Saturday, August 23rd, 2003
We're back in town -- the week was a flurry of fun activity. I would like to write a long post about it but I don't know whether I will or not -- I have other stuff to do this week like building a path in my yard and finishing the window seat. If you are dying to know about it send me a note and I will give that a higher priority.
Thursday, August 14th, 2003
I'm off to Vermont -- we'll be in Burlington for a week, visiting Liling and family -- so no updates til I get back next Sunday. Read the sites linked on the left hand side of this page for information and opinion.
Tuesday, August 12th, 2003
I'm backpedalling from my assertion that the author of whose voice Martel's reminds me might be Rushdie -- I think the only reason I seized on Rushdie is the India connection, well and maybe also the accident-while-traveling-from-Asia-to-North-America* connection. Now the echo I'm hearing is of Vonnegut; equally likely is that Martel has simply an individual, unique voice, one with echoes in it of many authorial influences.
Thinking of Vonnegut leads me into a distinction I wanted to draw between The Life of Pi and Nuns and Soldiers -- Murdoch was annoying me more and more as the book drew on with her absolute refusal to leave anything to my imagination; she insisted on following every germ of description up through its fullness of flower and keep going until it was a withered husk -- I wanted her beautiful descriptions a little less baroque, wanted some hasty sketch in with the luxuriant detail. Martel (from my reading thus far) tends a bit toward the Baroque but reins himself in, lets me figure some of it out.

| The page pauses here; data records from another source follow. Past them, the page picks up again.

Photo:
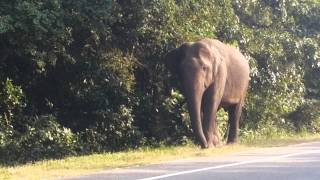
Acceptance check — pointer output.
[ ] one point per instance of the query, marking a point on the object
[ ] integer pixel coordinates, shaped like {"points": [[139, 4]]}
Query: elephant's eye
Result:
{"points": [[204, 68]]}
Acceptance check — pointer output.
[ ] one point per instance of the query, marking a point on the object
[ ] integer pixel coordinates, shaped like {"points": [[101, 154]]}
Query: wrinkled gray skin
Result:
{"points": [[214, 75]]}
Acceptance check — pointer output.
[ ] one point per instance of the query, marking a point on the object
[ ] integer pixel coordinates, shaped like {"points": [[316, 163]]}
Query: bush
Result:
{"points": [[41, 137]]}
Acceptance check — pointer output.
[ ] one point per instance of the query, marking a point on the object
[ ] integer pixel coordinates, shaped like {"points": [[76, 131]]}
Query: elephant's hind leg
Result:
{"points": [[234, 118]]}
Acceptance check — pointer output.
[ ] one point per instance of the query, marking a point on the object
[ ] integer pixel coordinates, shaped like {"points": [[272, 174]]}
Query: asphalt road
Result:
{"points": [[294, 162]]}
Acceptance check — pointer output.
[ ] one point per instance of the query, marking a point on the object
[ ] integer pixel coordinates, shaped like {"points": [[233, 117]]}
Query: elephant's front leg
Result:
{"points": [[234, 117], [210, 107]]}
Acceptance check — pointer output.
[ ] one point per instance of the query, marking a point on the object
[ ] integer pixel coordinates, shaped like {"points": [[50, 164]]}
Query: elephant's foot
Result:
{"points": [[213, 141]]}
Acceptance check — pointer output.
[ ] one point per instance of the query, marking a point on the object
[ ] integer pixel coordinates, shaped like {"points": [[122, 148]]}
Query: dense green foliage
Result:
{"points": [[81, 76]]}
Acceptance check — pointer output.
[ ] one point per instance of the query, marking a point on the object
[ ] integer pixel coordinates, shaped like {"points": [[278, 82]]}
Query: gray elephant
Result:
{"points": [[214, 75]]}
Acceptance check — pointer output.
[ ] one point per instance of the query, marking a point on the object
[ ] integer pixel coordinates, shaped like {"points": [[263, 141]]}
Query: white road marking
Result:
{"points": [[231, 164]]}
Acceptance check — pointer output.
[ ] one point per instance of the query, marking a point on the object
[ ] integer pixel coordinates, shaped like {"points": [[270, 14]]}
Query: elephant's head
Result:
{"points": [[195, 64]]}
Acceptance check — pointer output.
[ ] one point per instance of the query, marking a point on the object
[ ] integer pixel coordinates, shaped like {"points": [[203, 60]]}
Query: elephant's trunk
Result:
{"points": [[194, 92]]}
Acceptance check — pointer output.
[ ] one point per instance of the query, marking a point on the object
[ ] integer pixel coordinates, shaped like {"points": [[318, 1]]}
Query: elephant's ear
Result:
{"points": [[174, 57]]}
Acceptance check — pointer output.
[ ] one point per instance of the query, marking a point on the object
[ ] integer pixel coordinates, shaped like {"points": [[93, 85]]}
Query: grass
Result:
{"points": [[73, 166]]}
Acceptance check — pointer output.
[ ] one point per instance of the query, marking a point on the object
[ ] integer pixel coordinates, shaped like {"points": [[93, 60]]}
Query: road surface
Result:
{"points": [[294, 162]]}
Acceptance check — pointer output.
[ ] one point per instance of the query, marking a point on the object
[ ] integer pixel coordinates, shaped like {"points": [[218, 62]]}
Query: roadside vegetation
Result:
{"points": [[84, 165], [87, 77]]}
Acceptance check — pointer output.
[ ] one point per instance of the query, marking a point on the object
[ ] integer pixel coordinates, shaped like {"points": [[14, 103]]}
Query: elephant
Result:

And I'm going on a hunch here but I think -- if I were to sit down and catalog the books I have loved -- that I would find some inverse correlation between how much detailed description is in the book, and how much I like it -- and I realize as I am writing this that I am phrasing it wrong, I'm not sure just how to put what I'm trying to get at -- if you have a better idea for phrasing let me know.

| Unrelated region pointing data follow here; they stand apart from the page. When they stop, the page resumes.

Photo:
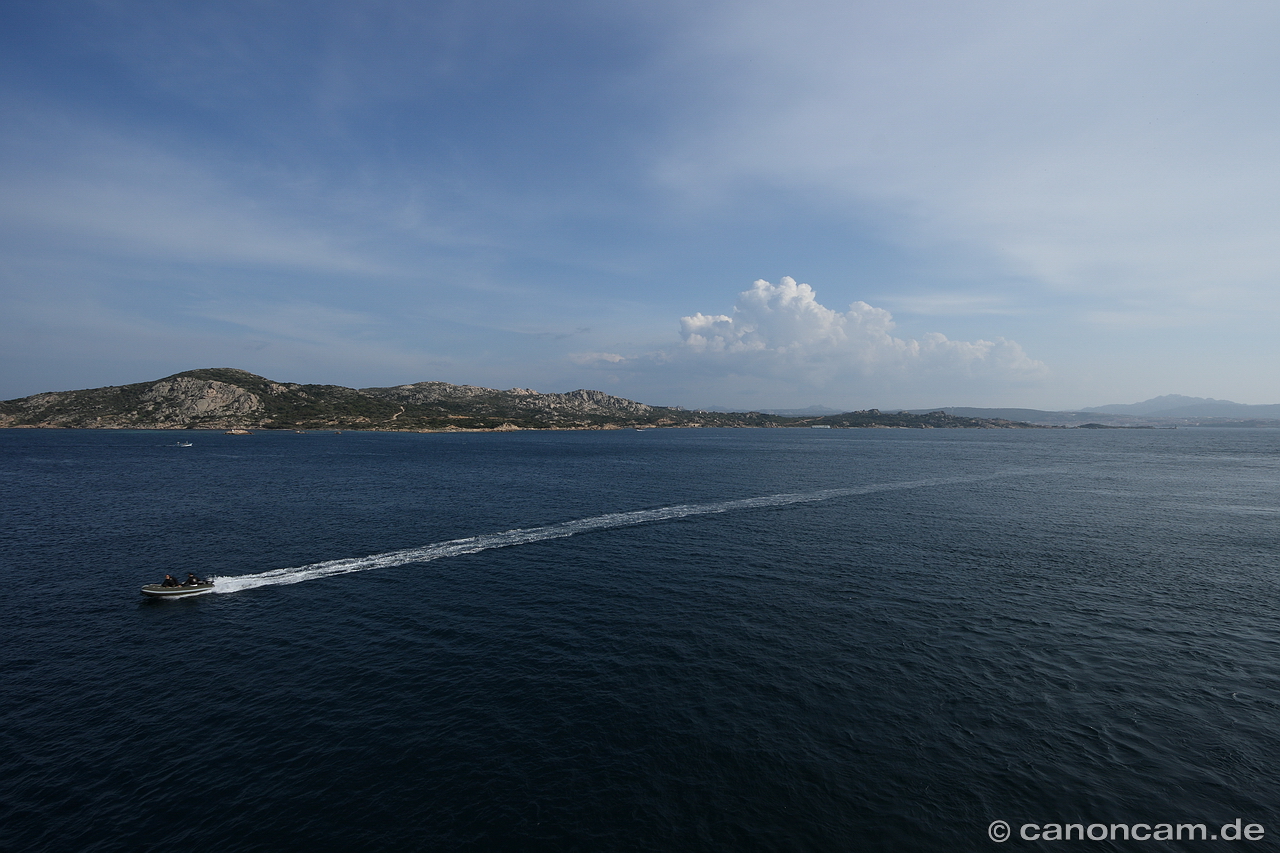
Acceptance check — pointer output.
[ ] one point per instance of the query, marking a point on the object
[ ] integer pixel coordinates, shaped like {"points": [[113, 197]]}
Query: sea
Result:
{"points": [[671, 639]]}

Vonnegut would be an exception to this rule in a funny way. "Baroque" I guess is not at all a good description for his writing -- but I think he leaves very little to the imagination in his description of his characters' motivations and the consequences of their actions. And yet he was for a long time my very favorite author and is still up there on my (vague) list. I'm not sure quite why -- I have some ideas which I'll try to develop for a post on Vonnegut sometime.

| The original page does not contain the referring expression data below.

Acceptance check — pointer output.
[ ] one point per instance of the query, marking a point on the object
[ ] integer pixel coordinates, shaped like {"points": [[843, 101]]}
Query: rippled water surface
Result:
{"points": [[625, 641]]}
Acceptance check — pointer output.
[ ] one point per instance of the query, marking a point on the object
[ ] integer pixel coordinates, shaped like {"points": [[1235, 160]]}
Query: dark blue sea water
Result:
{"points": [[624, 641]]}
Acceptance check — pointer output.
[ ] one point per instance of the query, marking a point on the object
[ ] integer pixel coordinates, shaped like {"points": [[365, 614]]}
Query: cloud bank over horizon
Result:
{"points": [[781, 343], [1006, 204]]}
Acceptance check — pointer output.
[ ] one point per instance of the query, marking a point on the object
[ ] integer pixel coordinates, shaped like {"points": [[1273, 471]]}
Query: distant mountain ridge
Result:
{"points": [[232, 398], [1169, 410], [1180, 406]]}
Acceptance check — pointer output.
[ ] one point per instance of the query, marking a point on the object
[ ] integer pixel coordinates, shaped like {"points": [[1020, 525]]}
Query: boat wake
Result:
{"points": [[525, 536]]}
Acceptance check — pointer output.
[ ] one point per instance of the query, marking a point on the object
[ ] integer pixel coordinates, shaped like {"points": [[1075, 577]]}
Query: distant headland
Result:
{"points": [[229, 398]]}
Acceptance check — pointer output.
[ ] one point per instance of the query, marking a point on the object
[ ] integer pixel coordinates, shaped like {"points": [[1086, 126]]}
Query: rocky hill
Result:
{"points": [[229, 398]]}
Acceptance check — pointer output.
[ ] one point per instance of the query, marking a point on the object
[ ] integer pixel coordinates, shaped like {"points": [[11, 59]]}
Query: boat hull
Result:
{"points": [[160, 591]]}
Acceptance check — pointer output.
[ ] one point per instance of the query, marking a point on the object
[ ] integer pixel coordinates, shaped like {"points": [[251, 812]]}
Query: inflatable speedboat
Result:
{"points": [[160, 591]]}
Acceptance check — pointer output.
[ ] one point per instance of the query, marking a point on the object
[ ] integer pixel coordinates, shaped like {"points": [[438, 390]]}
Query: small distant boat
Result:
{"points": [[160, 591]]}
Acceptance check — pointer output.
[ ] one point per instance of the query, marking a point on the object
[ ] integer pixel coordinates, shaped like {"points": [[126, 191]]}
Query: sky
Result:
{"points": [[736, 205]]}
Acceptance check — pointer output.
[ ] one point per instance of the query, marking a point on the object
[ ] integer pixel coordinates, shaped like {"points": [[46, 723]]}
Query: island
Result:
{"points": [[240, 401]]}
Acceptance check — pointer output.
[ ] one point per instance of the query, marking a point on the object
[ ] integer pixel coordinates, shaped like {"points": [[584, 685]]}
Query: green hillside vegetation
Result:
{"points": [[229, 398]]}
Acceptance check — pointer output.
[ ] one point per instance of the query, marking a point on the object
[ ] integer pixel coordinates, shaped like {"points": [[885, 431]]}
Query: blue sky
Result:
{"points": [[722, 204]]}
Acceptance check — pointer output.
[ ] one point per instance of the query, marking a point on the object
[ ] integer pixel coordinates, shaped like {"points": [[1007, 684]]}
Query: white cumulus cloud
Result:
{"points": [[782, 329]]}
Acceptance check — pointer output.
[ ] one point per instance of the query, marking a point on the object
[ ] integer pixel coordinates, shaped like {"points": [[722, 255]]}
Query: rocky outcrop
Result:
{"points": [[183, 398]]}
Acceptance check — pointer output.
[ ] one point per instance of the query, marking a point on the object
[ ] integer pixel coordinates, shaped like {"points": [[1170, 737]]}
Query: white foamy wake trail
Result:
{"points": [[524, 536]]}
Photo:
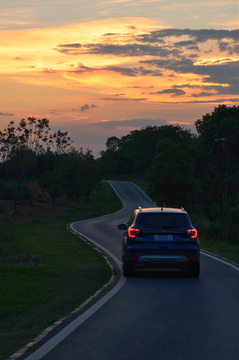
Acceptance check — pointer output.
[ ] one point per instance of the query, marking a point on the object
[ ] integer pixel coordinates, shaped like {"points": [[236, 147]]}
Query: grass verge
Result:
{"points": [[47, 271]]}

*Update: And now I realize how long it's been since I read The Satanic Verses; I don't think Rushdie's accident even occurred en route from India to America. I'm pretty sure one of the countries involved was Great Britain. Oh well, disregard the whole Rushdie thing.
I found an essay by Martel: How I Wrote The Life of Pi.
Monday, August 11th, 2003
This morning I started reading The Life of Pi by Yann Martel -- my initial impression is that it is going to be a very good read, but probably not something to put on my list of "great books". I like all the characters I've met so far, I like the author's voice (though I think it seems a little derivative, of what I'm not quite sure but maybe Rushdie), the rhythm of syllables, the flow of words.